Maintaining a healthy weight and getting regular exercise were two of the most important things I was told I could do to help improve my breast cancer survival odds, and both are seen as good advice. But there isn’t a clear understanding of how having a heavier body weight is connected to the metabolic or immune functions that fight the proliferation of cancer cells. In other words, we know it’s all connected, but we don’t know exactly how.
This is a harder issue for breast cancer patients than it is for people who are not being treated for the disease. Some of the treatments we get, including hormone therapy for those of us with hormone-receptive cancer, are either proven to cause or to be strongly correlated with unwanted weight gain.
Many past studies have shown some kind of link between weight and breast cancer mortality, but none of these were designed to determine whether weight loss after diagnosis improves survival or reduces recurrence odds.
From the New York Times:
“Nobody understands biologically why that is,” Dr. Ligibel said, adding that researchers will be collecting blood samples throughout the trial to track metabolic changes that occur with weight loss. Exercise is also part of the program, and participants will work with health coaches. Fitbit is donating all the products that will be used to track their activity and weight.

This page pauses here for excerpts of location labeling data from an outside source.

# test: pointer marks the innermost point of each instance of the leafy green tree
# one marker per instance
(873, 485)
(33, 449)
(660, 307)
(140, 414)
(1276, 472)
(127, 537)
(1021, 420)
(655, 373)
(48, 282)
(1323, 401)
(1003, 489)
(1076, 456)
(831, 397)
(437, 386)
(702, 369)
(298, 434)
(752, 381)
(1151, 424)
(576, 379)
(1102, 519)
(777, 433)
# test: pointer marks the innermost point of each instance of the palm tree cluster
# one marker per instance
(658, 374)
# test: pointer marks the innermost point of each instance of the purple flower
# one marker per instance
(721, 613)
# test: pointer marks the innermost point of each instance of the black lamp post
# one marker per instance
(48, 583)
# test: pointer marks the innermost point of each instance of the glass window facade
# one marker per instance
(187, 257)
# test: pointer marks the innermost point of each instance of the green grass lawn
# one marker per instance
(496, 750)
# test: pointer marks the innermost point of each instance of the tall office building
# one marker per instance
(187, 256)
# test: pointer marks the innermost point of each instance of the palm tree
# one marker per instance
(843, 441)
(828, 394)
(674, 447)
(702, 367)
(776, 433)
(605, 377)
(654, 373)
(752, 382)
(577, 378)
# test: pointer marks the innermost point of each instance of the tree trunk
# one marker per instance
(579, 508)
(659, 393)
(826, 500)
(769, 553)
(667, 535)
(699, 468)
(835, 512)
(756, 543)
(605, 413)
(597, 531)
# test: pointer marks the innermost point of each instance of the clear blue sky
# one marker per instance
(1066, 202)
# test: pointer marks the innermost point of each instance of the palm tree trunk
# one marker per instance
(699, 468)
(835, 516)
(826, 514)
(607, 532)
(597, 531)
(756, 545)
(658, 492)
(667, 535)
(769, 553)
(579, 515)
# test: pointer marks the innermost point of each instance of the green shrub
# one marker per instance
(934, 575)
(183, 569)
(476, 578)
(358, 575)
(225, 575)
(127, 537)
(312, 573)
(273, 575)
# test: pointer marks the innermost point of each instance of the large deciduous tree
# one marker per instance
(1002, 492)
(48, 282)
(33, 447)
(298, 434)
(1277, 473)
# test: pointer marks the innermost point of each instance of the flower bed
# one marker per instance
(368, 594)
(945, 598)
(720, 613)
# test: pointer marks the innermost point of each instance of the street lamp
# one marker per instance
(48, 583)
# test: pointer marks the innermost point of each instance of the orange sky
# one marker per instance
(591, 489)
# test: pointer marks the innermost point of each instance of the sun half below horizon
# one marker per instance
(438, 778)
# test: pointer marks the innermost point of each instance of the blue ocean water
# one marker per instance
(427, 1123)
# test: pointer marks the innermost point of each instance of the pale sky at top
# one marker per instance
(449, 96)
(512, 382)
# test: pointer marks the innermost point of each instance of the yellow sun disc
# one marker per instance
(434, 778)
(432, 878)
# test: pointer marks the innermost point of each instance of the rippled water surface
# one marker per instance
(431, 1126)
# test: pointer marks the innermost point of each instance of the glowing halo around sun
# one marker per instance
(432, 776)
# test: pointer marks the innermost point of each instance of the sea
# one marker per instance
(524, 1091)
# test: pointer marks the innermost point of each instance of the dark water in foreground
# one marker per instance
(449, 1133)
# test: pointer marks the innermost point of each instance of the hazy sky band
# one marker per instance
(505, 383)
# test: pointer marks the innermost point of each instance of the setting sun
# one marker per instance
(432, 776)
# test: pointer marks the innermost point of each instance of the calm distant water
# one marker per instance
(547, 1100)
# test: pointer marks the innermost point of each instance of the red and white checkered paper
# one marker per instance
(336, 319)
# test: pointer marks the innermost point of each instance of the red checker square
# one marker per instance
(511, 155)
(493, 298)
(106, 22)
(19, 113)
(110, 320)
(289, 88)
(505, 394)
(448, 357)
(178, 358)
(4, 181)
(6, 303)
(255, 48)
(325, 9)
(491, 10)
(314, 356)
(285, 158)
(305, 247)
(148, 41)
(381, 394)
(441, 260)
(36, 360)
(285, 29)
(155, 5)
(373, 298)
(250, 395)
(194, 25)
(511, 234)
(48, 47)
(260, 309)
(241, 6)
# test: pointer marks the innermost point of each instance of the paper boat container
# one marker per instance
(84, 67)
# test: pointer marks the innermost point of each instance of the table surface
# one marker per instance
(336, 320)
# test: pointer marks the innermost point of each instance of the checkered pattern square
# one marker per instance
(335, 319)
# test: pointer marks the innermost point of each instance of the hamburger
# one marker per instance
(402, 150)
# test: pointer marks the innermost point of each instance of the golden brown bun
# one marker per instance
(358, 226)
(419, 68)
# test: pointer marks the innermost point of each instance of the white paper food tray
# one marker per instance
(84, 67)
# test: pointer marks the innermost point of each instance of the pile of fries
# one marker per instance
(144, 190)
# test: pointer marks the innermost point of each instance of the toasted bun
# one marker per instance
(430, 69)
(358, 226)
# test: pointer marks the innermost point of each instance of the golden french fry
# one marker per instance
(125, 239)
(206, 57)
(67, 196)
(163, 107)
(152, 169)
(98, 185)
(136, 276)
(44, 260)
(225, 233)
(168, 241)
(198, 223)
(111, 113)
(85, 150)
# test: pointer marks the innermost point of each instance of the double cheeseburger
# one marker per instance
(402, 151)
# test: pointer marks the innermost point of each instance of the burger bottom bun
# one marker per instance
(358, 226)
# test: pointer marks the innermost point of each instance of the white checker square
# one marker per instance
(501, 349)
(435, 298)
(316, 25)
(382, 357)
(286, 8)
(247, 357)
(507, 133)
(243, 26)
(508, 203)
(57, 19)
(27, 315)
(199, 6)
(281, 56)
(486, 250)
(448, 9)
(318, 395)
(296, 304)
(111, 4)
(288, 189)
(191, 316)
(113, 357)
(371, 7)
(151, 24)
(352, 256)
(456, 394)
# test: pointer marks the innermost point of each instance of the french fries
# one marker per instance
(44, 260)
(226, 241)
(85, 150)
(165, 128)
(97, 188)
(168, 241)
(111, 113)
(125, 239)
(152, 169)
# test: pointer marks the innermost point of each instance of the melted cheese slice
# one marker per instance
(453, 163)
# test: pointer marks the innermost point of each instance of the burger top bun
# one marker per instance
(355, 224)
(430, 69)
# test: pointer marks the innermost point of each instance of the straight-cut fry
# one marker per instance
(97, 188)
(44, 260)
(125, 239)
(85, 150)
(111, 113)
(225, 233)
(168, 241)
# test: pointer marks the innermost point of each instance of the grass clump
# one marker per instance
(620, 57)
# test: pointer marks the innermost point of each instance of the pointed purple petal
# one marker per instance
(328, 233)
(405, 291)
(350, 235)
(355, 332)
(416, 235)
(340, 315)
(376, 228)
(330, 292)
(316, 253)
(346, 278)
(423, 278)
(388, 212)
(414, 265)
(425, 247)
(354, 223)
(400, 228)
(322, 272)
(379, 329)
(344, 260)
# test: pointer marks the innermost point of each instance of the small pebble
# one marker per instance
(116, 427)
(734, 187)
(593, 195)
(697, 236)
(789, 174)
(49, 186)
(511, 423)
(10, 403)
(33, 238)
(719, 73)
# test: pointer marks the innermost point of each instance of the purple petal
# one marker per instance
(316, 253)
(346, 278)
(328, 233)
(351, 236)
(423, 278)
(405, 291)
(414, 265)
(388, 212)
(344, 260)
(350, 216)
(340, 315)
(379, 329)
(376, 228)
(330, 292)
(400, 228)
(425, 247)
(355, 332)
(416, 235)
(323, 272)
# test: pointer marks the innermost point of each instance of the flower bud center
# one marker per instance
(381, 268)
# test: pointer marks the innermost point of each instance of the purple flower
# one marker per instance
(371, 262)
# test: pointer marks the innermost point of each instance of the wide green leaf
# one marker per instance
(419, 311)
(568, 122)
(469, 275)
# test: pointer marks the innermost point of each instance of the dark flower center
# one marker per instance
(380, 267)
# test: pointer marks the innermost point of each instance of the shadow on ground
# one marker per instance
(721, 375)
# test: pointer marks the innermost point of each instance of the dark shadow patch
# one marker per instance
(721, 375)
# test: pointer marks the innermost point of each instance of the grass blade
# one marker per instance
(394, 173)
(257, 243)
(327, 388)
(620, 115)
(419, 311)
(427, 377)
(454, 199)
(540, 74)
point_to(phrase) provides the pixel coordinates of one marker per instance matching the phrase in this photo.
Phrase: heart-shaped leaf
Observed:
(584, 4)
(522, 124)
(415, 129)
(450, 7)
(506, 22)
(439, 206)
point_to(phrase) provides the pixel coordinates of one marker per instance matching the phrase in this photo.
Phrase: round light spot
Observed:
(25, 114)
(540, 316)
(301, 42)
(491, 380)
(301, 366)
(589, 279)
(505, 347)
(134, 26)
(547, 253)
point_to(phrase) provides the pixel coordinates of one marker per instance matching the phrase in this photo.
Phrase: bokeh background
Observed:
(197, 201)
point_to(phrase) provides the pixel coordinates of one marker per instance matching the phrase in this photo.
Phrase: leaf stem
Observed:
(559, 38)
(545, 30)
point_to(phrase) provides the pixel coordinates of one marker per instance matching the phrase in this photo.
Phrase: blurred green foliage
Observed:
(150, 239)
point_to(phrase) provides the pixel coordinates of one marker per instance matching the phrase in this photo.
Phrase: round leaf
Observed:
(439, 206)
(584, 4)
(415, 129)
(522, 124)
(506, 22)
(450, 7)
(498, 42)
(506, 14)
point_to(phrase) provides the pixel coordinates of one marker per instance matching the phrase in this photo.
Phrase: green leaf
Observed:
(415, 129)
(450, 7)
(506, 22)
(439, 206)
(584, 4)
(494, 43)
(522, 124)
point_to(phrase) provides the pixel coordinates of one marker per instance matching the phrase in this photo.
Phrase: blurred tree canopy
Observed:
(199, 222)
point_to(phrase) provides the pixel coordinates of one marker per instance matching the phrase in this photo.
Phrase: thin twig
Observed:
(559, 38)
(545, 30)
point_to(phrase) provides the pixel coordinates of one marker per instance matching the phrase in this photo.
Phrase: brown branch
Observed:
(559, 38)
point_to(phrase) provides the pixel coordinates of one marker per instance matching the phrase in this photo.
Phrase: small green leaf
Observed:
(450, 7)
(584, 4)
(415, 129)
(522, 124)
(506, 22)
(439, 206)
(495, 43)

The researchers will look at markers of inflammation and metabolism, including levels of insulin, insulinlike growth factor and hormones that regulate fat storage.
“There’s a physiology of obesity that happens in everybody, but many of the changes we see in obesity actually are factors that influence the growth of cancer,” said Dr. Pamela Goodwin, one of the study’s investigators and a professor of medicine at Mount Sinai Hospital in Toronto.
These changes include higher insulin and glucose levels, inflammation and an increase in certain proteins, all of which appear to fuel cancer growth, Dr. Goodwin said.
Obesity “makes a great environment for cancer to get a foothold and progress,” said Barbara Gower, a professor of nutrition at the University of Alabama at Birmingham, who is running a small short-term trial to see what happens when women with ovarian cancer remove all sugar and starches from their diet.